Selon la presse britannique, le président américain Joe Biden pourrait autoriser Kiev cette semaine à lancer des missiles Storm Shadow en Russie. Mercredi également, le secrétaire d’État américain Anthony Blinken a déclaré qu’il avait écouté la demande de l’Ukraine de lever les restrictions lors de sa visite à Kiev avec le ministre britannique des affaires étrangères David Lammy, et que les discussions se poursuivraient vendredi au niveau des dirigeants américain et britannique.
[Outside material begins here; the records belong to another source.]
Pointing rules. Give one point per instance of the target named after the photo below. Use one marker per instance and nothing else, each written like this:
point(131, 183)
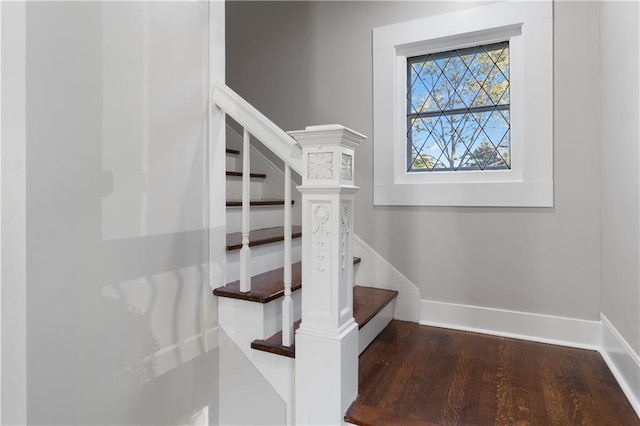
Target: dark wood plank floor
point(419, 375)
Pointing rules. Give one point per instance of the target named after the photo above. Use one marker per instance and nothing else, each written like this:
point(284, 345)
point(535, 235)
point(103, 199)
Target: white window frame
point(529, 182)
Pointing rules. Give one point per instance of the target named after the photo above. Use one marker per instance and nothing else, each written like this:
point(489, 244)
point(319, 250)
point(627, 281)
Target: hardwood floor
point(419, 375)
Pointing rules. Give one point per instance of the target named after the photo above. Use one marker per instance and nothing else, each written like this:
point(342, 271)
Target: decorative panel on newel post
point(327, 340)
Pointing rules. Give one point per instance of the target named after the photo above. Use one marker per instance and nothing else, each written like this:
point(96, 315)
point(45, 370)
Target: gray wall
point(304, 63)
point(117, 242)
point(620, 138)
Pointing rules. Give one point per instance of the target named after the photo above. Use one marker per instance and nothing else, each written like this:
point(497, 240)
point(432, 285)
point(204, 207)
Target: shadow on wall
point(117, 260)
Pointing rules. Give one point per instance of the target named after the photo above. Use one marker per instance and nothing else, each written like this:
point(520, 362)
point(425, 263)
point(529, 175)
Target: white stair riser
point(260, 217)
point(260, 320)
point(241, 320)
point(263, 258)
point(273, 313)
point(232, 162)
point(234, 188)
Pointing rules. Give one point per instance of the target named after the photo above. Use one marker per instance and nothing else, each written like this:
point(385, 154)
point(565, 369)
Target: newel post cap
point(328, 154)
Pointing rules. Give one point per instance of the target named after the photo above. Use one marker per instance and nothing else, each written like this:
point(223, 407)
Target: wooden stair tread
point(252, 175)
point(261, 236)
point(367, 302)
point(264, 287)
point(274, 344)
point(267, 286)
point(254, 203)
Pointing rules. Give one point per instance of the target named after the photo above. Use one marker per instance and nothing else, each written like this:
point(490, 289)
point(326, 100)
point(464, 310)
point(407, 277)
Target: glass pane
point(461, 101)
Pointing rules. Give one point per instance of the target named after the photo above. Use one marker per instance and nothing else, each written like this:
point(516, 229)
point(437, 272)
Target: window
point(463, 108)
point(458, 110)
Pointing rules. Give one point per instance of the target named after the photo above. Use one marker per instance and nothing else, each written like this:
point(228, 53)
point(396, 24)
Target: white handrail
point(284, 146)
point(272, 136)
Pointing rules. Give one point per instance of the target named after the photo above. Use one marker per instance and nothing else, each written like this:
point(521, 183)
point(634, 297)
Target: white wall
point(304, 63)
point(620, 91)
point(120, 321)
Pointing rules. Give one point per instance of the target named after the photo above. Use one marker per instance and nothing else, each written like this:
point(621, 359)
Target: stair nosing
point(231, 173)
point(258, 203)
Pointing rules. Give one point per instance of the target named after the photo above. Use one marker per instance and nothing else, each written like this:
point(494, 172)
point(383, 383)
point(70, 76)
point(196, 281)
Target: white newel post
point(327, 340)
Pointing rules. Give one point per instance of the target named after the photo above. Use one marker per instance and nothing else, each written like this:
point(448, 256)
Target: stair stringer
point(379, 273)
point(245, 321)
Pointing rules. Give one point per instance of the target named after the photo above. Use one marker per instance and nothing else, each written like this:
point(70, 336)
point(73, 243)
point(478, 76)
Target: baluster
point(287, 302)
point(245, 252)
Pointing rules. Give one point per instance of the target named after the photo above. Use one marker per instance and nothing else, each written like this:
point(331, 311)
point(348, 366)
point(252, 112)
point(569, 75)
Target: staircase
point(262, 303)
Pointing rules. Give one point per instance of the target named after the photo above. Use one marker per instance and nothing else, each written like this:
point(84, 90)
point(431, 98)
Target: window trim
point(529, 182)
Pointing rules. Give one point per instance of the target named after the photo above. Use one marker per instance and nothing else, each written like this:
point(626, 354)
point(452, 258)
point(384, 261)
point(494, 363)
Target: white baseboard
point(519, 325)
point(623, 362)
point(173, 356)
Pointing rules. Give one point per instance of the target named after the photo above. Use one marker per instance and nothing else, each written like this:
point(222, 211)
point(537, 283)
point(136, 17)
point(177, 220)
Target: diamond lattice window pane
point(458, 110)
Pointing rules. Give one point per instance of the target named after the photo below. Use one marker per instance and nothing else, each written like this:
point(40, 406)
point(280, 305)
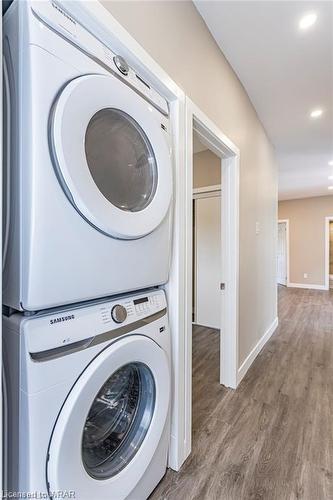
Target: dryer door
point(112, 421)
point(111, 156)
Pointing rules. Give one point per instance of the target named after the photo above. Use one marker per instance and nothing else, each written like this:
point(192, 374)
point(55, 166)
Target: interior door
point(111, 421)
point(111, 156)
point(208, 261)
point(282, 254)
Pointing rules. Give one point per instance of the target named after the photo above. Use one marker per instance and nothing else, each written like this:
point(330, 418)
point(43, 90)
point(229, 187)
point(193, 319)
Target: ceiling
point(287, 73)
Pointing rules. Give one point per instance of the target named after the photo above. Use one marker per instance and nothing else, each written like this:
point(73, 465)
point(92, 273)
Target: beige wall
point(206, 169)
point(331, 248)
point(177, 38)
point(307, 237)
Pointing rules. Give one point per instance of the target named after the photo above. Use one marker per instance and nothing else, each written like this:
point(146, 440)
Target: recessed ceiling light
point(316, 113)
point(307, 20)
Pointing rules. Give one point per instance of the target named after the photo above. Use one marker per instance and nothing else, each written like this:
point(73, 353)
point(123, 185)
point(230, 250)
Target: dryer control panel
point(58, 18)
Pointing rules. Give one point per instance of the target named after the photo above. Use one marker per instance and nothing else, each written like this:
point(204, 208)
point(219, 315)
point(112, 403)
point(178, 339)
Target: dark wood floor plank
point(272, 438)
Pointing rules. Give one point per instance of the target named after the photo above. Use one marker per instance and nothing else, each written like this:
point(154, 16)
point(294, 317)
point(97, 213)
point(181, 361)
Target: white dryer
point(89, 165)
point(88, 399)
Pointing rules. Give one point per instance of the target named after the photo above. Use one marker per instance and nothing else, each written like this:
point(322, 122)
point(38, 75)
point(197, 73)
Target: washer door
point(111, 156)
point(112, 421)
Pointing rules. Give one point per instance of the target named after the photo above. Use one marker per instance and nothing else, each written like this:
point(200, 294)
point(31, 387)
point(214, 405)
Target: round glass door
point(118, 420)
point(111, 156)
point(112, 421)
point(121, 160)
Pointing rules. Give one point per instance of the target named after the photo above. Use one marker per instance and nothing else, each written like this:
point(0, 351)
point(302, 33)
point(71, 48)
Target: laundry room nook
point(167, 284)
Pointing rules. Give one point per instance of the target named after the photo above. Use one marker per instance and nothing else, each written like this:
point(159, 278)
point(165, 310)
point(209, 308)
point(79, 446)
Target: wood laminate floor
point(272, 438)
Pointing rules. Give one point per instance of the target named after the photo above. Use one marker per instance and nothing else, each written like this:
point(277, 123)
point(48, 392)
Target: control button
point(118, 313)
point(121, 64)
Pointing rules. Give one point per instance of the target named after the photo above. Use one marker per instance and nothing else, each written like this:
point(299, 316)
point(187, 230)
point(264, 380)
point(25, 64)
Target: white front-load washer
point(88, 399)
point(89, 170)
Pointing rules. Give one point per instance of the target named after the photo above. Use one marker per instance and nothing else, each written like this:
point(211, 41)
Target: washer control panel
point(131, 309)
point(118, 313)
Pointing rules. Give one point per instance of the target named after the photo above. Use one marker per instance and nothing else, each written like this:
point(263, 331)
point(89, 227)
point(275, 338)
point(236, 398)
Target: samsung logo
point(61, 319)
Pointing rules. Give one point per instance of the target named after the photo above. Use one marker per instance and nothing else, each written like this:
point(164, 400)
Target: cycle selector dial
point(118, 313)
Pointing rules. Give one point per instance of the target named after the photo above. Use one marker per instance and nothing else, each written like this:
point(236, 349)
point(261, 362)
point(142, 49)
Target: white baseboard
point(305, 285)
point(255, 351)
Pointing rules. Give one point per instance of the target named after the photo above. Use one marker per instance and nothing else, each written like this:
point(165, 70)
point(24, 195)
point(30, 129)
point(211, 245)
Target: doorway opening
point(329, 253)
point(211, 265)
point(283, 253)
point(206, 280)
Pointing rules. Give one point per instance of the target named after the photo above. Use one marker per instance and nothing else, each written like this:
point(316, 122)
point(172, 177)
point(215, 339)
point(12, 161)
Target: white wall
point(177, 38)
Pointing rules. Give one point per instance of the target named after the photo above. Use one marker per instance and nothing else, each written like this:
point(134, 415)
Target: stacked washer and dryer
point(88, 191)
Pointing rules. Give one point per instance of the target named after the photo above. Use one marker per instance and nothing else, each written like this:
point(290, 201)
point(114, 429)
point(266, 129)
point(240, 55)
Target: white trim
point(287, 247)
point(207, 192)
point(307, 286)
point(255, 351)
point(100, 21)
point(327, 251)
point(211, 136)
point(207, 189)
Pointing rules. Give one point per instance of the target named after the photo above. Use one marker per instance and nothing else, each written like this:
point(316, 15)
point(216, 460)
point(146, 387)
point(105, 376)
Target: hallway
point(271, 439)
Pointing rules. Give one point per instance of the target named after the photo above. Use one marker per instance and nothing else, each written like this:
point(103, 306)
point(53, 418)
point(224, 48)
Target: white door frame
point(216, 141)
point(327, 251)
point(286, 221)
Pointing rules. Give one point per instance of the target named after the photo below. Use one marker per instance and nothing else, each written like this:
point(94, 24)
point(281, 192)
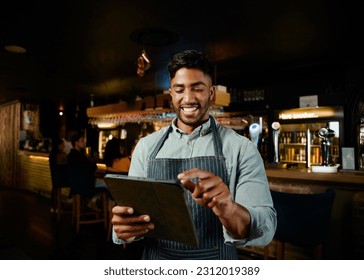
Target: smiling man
point(222, 171)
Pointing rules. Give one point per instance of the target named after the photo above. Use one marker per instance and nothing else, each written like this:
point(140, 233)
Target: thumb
point(189, 185)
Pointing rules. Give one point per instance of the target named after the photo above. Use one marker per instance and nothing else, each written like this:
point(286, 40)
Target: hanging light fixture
point(143, 63)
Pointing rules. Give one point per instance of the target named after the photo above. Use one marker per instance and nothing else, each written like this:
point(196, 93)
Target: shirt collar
point(201, 130)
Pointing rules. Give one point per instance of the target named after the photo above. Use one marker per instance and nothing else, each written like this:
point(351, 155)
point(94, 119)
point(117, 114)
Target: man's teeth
point(190, 109)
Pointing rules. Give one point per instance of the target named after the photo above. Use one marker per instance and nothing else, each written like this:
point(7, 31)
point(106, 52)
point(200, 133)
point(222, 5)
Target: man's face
point(192, 92)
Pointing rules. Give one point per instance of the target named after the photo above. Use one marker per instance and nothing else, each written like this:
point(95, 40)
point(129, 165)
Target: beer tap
point(325, 134)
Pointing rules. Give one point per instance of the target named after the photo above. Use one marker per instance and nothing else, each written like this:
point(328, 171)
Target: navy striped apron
point(208, 226)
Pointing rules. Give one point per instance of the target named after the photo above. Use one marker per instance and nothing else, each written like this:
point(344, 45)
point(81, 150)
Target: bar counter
point(34, 172)
point(343, 241)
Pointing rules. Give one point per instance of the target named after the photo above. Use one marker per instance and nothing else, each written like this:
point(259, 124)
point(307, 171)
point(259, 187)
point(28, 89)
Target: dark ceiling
point(82, 48)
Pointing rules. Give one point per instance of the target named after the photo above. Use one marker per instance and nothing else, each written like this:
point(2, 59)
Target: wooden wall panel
point(9, 142)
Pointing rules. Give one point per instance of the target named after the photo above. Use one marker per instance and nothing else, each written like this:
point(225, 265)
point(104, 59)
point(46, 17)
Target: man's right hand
point(128, 226)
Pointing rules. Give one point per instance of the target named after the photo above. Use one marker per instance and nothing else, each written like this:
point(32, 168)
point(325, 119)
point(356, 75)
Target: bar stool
point(302, 220)
point(59, 183)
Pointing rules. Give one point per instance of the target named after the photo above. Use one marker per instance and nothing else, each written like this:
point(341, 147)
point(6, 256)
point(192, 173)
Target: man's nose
point(189, 96)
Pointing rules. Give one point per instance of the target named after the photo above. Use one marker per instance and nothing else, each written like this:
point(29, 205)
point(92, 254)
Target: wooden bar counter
point(344, 242)
point(34, 172)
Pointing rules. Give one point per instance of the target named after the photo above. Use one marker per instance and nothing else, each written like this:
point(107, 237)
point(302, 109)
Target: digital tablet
point(163, 200)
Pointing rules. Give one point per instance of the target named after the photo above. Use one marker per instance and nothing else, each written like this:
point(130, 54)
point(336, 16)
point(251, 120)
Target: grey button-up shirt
point(246, 173)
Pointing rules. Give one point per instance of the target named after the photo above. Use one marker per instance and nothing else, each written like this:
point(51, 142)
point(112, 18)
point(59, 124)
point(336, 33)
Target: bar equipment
point(325, 134)
point(254, 130)
point(276, 129)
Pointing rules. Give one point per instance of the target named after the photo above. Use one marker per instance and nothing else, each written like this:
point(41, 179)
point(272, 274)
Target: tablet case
point(163, 200)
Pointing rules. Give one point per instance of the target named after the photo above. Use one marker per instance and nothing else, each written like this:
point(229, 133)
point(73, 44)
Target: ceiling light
point(15, 49)
point(143, 63)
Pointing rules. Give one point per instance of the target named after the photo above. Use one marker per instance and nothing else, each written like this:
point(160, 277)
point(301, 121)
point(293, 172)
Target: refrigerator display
point(299, 139)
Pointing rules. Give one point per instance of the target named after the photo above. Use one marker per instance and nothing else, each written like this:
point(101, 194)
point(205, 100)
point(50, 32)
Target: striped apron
point(208, 226)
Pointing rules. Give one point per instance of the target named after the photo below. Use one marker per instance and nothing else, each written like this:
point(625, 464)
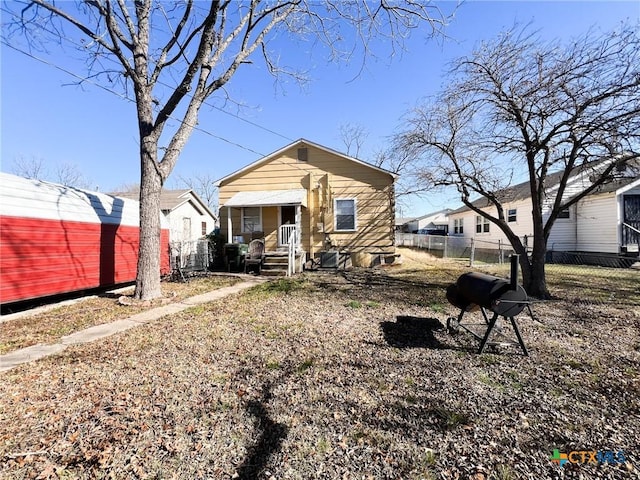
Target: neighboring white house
point(433, 223)
point(189, 217)
point(606, 221)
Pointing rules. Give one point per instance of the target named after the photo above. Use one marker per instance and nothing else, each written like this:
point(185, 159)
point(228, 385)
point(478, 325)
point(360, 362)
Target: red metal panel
point(40, 257)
Il avait été précédemment admis que la Russie elle-même commencerait à fournir des armes à longue portée à ceux qui s’opposent aux États-Unis. « Si quelqu’un considère qu’il est possible de fournir de telles armes à une zone de guerre pour frapper notre territoire et nous créer des problèmes, pourquoi n’aurions-nous pas le droit de fournir nos armes de la même catégorie aux régions du monde où des frappes seront effectuées sur les installations sensibles des pays qui agissent de la sorte contre la Russie ? – a déclaré Vladimir Poutine en juin.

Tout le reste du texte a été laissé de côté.